Germline data is like:
CHROM POS REF ALT AF GNOMAD_AF GENE FEATURE DP AC AN sample genotype_final GeneID patient
1: 1 860778 A G 0.900 0.816 SAMD11 FIVE_PRIME_FLANK 76 2 2 Sample1 1/1 NA, NA, ENSG00000223764, ENSG00000187634, ENSG00000268179 Patient14
2: 1 874327 G C 0.031 2.462e-05 SAMD11 INTRON 606 1 32 Sample7 0/1 NA, ENSG00000187634 Patient18
3: 1 877831 T C 1.000 1 SAMD11 MISSENSE 336 14 14 Sample3 1/1 NA, NA, ENSG00000188976, ENSG00000187634 Patient9
Somatic data is like:
CHROM POS ID REF ALT QUAL FILTER INFO FORMAT Sample1 Sample2 GeneID
3 52440897 . TC AA . PASS LongAnnotation GT:AD:AF:DP:F1R2:F2R1:SB 0/1:74,4:0.068:78:23,2:50,2:48,26,3,1 0/0:94,0:0.012:94:41,0:52,0:52,42,0,0 ENSG00000187634
For every row in the somatic data, I'd like to take the final column (GeneID) and use it to grep the GeneID in the germline data. This solution is working for smaller somatic variant sets, but breaks on variants where there was no germline sample for filtering the somatic variants. The string construction is too large and yields the invalid regular expression error further below.
patient.matcher <- function(germline.dt,somatic.dt, patientID){return(germline.dt[grepl(paste(somatic.dt$GeneID, collapse = '|'), GeneID) & patient==patientID])}
patient.matcher(patients.w.geneIDs.germline, Patient9.somatic.dt, 'Patient9')
Error: invalid regular expression 'ENSG00000188976|ENSG00000187583|ENSG00000188290|E.............
Any help is appreciated, I can't figure out which permutation of apply() and grep() to use to make this work on an arbitrarily large dataset.
Is the
gene_id
always a single value in somatic data?Adding on this, can you please provide example data and an expected output, the former via
dput()
?Thank you for asking this.
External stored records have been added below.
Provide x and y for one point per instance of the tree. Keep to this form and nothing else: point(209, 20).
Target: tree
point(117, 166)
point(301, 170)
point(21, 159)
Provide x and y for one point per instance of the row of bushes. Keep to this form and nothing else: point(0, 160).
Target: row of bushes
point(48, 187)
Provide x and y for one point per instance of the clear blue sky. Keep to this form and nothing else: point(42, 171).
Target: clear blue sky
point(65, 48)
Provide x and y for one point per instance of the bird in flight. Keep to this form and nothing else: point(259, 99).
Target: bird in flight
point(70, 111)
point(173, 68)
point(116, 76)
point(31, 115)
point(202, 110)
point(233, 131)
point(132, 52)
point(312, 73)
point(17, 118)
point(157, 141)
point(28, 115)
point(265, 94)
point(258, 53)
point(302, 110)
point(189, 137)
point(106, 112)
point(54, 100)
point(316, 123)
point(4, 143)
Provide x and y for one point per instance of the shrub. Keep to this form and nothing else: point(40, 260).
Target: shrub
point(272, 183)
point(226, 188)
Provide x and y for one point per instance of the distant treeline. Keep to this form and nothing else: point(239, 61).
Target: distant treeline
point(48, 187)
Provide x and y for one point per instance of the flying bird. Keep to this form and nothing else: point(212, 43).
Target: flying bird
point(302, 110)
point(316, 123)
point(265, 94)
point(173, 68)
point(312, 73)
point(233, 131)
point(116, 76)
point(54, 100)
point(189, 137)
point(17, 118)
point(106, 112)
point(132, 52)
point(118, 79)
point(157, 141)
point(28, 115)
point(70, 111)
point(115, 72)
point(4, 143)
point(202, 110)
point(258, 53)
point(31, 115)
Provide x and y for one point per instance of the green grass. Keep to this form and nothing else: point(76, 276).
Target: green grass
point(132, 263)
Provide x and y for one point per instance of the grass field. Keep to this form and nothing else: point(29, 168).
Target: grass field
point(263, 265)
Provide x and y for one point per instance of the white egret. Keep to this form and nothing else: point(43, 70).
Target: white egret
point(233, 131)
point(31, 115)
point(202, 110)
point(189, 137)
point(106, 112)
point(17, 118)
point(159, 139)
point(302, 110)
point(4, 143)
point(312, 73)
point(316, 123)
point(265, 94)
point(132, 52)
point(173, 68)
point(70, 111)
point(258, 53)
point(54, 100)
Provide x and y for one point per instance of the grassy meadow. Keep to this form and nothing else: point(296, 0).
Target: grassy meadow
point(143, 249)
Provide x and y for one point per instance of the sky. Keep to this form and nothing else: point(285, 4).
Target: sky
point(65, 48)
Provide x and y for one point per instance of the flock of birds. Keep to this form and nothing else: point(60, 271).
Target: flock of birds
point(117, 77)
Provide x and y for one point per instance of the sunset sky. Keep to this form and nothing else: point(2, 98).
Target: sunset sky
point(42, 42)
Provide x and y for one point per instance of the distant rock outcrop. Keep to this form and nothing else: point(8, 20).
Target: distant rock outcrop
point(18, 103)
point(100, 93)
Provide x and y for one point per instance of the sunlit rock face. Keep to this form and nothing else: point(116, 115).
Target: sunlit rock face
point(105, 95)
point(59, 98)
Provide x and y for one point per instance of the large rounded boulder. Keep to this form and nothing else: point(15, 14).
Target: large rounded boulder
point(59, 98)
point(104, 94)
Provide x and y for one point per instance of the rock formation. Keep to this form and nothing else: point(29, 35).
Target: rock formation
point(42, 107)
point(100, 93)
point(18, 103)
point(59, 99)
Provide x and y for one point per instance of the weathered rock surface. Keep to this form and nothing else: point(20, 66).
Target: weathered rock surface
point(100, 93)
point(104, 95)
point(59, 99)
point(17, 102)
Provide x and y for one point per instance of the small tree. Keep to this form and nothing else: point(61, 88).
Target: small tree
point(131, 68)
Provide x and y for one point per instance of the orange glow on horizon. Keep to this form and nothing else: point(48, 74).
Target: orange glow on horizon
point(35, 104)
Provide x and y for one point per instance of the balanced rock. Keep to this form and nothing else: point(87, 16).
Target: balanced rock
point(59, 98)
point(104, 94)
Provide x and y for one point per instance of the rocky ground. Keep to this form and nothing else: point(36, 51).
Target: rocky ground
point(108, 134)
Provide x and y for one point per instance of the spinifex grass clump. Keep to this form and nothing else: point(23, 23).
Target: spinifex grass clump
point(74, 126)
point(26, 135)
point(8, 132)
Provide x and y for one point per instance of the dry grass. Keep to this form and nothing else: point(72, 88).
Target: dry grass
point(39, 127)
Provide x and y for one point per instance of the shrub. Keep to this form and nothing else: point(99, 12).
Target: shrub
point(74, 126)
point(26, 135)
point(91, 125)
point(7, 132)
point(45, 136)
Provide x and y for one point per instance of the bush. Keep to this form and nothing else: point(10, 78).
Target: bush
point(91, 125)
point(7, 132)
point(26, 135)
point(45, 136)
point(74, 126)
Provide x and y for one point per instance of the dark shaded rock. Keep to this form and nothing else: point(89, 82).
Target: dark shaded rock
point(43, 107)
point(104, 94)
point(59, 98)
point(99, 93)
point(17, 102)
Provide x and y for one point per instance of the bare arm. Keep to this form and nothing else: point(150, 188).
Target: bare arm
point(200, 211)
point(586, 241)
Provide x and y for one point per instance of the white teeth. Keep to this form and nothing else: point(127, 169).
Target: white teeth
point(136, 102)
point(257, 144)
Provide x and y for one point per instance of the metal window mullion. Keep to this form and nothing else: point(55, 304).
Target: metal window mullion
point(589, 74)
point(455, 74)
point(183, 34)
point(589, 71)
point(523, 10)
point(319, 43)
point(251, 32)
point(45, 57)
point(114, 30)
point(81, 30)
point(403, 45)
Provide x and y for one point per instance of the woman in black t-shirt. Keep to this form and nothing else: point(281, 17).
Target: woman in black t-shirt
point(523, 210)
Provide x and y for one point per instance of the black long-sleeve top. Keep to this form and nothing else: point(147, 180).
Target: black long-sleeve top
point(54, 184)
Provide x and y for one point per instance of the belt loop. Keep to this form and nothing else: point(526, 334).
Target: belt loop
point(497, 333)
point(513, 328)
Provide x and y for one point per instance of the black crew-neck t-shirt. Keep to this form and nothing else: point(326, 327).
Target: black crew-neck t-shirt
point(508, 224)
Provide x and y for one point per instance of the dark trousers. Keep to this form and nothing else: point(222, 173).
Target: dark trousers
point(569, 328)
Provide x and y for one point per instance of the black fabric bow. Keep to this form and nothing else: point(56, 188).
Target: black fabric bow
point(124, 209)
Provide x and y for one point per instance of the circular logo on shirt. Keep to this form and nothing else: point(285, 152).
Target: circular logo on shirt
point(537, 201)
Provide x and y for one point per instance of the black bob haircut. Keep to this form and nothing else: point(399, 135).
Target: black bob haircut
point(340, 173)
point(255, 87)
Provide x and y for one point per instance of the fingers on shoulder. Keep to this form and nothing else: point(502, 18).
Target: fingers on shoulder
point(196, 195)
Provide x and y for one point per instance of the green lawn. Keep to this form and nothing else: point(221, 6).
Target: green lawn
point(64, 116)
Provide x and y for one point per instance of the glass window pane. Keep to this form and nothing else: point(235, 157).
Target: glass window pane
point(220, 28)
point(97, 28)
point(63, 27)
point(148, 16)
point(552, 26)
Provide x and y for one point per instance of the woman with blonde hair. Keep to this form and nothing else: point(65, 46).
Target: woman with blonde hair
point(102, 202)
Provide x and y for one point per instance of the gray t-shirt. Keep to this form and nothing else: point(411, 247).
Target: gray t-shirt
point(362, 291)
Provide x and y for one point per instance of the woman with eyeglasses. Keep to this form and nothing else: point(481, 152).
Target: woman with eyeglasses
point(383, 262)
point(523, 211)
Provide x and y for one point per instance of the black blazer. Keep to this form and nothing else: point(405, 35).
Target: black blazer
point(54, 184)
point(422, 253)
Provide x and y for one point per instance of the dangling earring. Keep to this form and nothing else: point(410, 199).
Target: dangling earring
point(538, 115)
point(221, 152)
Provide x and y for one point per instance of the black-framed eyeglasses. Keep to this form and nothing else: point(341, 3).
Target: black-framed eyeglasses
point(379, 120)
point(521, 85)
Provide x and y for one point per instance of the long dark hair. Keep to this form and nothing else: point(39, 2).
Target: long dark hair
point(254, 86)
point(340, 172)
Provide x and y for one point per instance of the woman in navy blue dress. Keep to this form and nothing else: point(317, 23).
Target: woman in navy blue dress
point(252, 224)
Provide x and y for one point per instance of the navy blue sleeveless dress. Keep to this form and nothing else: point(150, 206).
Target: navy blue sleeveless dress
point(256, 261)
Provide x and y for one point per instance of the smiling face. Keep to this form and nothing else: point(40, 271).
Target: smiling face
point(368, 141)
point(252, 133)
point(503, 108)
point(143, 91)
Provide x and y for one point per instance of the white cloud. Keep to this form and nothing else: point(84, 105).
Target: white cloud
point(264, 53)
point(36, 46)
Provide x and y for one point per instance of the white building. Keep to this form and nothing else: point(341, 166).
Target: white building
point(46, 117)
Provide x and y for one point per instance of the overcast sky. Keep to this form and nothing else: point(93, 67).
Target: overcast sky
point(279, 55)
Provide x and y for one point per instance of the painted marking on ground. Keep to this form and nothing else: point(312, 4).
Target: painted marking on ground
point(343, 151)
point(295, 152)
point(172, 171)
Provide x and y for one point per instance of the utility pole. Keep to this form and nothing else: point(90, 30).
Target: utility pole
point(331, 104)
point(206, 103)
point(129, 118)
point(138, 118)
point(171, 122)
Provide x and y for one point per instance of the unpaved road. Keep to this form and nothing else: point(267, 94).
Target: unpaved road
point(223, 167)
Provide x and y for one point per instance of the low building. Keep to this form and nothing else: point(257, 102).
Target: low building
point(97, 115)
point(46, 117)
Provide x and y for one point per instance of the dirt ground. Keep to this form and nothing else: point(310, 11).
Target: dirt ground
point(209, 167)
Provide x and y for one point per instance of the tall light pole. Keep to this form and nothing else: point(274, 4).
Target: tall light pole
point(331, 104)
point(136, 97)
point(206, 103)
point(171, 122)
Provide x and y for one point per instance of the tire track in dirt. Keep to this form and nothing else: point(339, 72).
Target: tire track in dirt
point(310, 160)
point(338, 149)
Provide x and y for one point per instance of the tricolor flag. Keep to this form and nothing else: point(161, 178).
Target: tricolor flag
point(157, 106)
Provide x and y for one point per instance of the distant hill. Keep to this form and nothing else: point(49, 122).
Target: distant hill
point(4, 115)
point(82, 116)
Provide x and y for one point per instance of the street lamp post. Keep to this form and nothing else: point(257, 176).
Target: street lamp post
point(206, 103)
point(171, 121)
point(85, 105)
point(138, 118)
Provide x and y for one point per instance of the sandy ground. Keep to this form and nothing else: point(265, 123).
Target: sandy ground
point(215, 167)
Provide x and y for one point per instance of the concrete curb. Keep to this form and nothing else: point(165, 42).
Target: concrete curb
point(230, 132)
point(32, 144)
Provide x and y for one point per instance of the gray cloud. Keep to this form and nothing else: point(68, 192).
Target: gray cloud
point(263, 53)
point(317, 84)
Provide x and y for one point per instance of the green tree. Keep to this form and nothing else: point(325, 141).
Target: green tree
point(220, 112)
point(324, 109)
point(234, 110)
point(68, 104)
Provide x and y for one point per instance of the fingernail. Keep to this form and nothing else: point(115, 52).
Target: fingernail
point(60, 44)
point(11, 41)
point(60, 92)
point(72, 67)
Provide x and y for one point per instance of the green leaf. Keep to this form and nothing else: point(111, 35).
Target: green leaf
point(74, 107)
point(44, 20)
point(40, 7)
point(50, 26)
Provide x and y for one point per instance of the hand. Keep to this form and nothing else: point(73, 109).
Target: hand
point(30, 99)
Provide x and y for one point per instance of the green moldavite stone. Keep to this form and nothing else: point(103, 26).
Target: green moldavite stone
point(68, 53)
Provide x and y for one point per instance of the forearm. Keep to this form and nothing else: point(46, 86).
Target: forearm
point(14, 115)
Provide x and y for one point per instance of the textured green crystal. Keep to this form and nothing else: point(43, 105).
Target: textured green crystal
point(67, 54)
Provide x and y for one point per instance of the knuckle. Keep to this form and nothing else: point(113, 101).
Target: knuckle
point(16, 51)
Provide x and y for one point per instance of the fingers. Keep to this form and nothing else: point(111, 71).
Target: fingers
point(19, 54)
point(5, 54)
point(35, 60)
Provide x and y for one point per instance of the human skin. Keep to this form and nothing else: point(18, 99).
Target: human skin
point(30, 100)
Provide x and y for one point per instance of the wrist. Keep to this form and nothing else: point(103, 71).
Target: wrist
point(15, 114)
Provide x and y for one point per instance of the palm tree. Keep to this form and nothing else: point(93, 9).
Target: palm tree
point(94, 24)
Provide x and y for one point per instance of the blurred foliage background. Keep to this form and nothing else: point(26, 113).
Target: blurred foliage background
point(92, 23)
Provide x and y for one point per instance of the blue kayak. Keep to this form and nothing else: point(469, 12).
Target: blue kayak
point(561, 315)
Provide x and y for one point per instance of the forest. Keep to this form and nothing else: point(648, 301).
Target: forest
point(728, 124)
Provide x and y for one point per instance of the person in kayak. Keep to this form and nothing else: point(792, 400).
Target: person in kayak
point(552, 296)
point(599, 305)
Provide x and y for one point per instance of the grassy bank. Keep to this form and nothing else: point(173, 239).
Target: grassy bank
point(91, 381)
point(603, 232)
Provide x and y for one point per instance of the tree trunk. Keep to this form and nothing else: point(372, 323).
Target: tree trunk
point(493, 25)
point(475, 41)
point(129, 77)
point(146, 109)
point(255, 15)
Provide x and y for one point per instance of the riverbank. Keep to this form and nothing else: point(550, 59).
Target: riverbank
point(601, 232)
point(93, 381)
It got me to think WHY the somatic have a single GeneID when the germline have several - when the GeneID should come from the Combined Annotation Dependent Depletion (CADD) annotation file.
For the somatic variants, I was grepping for a single string that began with "ENSG", when I should be using the same CADD annotations for the germline variants based on CHROM, POS, REF, ALT.
i.e. if I properly annotated them, the GeneID columns between somatic and germline will be identical and I can just intersect on CHROM, POS, REF, ALT, and GeneID.
Thanks again. Just took a single question to get me to walk through it stepwise.
Edit: Actually, thinking about it again - we didn't want to match them on CHROM and POS exactly. We wanted to find the genes which were mutated in somatic AND germline so I might have to think more on this.